Washington D.C., Oct 30, 2018 / 03:30 pm (CNA).- Sr. Theresa Aletheia Noble, FSP, has had an interesting Twitter project for the last year and a half: she has kept a small (ceramic) skull on her desk, and has been tweeting daily meditations on death with the hashtag #MementoMori.
The project has now grown to include two forthcoming books: a journal titled “Remember Your Death: Memento Mori Journal,” as well as a Lenten devotional titled “Remember Your Death: Memento Mori Lenten Devotional.”
What makes a relatively young religious sister, certainly not one expecting to die soon, so eager to focus on death?
Noble told CNA that she was first inspired by the example of the founder of her order, even before she entered the religious life.
Bl. James Alberione kept a skull on his desk to remind him of his eventual death.

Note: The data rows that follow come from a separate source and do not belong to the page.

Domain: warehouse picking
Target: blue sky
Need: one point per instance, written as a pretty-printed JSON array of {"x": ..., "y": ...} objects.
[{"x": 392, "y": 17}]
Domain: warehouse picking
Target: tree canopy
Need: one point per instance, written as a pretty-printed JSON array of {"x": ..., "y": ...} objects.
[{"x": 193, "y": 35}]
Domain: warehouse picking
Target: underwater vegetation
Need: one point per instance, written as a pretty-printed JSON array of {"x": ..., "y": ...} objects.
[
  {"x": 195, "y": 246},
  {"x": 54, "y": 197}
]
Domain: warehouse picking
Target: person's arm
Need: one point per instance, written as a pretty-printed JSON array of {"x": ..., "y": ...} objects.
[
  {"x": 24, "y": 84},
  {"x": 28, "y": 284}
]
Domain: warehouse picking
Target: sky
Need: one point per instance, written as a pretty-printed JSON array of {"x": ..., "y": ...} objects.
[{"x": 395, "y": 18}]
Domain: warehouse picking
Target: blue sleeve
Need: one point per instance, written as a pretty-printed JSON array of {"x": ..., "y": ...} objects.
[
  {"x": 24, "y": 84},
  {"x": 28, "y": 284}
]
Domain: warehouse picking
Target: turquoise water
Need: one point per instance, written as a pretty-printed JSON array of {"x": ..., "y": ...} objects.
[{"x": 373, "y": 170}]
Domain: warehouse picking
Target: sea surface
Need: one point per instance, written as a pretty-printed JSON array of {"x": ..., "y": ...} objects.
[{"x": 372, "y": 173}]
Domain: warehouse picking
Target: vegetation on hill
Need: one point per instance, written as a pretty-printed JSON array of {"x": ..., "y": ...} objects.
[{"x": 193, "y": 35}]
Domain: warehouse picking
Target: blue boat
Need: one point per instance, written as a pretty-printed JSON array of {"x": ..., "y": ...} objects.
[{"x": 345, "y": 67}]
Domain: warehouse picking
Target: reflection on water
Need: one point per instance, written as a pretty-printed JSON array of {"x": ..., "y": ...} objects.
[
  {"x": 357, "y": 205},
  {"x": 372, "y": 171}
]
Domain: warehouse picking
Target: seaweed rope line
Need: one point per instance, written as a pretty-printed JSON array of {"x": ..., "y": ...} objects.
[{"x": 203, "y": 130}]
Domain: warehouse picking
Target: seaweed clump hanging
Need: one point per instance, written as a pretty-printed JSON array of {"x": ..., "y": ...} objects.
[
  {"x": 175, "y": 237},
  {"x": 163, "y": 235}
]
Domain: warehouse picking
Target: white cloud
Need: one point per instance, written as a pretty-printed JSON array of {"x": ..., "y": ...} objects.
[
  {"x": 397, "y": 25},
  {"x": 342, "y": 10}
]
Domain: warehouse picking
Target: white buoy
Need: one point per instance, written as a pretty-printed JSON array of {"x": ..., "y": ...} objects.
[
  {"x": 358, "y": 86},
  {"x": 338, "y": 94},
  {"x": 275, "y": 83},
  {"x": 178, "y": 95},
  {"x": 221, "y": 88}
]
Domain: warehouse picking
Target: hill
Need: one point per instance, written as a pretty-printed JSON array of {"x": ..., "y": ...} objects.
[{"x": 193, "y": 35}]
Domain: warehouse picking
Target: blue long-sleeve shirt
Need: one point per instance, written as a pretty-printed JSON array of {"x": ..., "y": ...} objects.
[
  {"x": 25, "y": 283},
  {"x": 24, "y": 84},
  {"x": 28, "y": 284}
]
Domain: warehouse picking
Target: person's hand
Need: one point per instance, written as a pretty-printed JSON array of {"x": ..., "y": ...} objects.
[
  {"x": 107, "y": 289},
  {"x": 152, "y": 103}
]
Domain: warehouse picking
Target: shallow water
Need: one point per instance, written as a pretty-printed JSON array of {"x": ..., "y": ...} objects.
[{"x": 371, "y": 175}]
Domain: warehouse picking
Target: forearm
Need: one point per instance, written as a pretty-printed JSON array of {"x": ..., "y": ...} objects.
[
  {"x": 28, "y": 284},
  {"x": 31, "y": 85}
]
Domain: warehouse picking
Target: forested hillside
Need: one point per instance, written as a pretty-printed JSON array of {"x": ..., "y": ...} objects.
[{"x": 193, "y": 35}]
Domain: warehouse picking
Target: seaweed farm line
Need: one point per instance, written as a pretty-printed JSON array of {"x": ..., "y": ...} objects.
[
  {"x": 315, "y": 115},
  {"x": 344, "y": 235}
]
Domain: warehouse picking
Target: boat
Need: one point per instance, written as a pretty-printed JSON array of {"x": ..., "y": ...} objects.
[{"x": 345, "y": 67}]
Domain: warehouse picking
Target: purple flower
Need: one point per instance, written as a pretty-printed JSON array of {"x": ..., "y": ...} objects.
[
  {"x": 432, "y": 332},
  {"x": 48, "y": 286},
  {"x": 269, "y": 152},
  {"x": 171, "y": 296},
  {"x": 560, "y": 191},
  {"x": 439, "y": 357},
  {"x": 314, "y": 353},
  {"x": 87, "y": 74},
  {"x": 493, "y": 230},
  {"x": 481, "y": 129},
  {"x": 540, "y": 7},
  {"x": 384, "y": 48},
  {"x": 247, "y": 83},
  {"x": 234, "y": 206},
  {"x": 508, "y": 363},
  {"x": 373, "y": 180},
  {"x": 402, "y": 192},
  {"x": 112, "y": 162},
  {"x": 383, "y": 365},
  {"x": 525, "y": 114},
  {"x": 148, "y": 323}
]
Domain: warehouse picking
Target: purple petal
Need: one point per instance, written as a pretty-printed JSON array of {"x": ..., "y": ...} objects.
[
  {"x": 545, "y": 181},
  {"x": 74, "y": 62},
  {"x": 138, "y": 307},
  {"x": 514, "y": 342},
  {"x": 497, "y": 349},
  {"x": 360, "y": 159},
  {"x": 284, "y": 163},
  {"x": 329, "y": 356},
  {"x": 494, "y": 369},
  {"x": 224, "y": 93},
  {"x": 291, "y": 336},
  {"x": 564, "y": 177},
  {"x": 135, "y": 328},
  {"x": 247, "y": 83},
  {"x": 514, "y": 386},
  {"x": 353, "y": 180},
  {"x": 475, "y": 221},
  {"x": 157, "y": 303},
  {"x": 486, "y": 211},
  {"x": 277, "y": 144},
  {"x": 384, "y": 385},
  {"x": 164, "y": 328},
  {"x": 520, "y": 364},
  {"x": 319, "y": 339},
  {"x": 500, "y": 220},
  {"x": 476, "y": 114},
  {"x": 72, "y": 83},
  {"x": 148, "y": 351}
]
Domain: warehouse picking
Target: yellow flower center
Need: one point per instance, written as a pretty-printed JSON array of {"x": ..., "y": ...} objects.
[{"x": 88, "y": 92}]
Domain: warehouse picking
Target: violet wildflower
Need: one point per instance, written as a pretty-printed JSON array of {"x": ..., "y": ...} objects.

“Before I entered the Daughters of Saint Paul I read this and I thought, ‘That is so metal. Definitely going to do that at some point,” she said.
While she later forgot about the intention, it came back to her during a spiritual retreat last year. One of the priests at the retreat had a small skull with him. Noble took this as a sign to take up the meditation and borrowed a ceramic skull from one of her sister’s Halloween decorations. She created the hashtag campaign shortly thereafter.
The practice of meditating upon one’s death has been common in the Church for centuries, and daily prayers for the dead are part of the routine for many religious orders. In Catholic art, many saints are depicted holding a skull as a reminder of their death and the importance of preparing for a final encounter with God.
While death can certainly be an uncomfortable topic to think about, it is far from a morbid subject in the mind of the Church. Noble said that she believes that as Christians, “we are not just meditating on the reality of death but on Christ’s victory over death.”
With this in mind, Noble said that meditating about death is actually a “hope-filled practice.”
“Saint Thomas Aquinas wrote that ‘Christ died so that by dying he might deliver us from the fear of death,’” she said. The practice of memento mori, she said, “helps us to make that journey from fear to hope.”
Since starting her tweets, Noble told CNA that “hundreds” of people have sent her pictures of their own memento mori skulls, and that many people have seen the spiritual fruits that come along with meditating on their own death.
“One man told me that he had been suffering from insomnia and serious anxiety and had stopped going to church,” she said.
“But one Sunday he decided to go after seeing one of my tweets. As he walked into the church, the priest was saying an exact phrase from a Bible passage that I had tweeted earlier. The man felt God speaking to him in that moment through that ‘coincidence.’ He started going to Mass and meditating on his death, and his insomnia disappeared. God can work powerfully in people’s lives through memento mori.”
With the journal and devotional she is now writing, Noble says she wants to help people with the spiritual practice of meditating on one’s death “with something more substantive than my tweets.”
The journal contains an introduction to the practice of memento mori, as well as prayers and quotes from the church fathers, saints, and scripture. The journal, she said, is meant to be a companion to the Lenten devotional, which contains journaling prompts. It can, however, be used on its own.
Noble told CNA that “it would not be an exaggeration” to say that the practice of memento mori has changed her life and how she thinks about the world. In addition to thinking about death in a more Christian sense, she says she is less afraid of dying and more motivated to ask God for graces to change immediately rather than putting it off for the future.
“We all think we will live until old age, but death could come at any time,” she said.
“Holiness becomes more urgent in view of the fact that death is both inevitable and unpredictable.”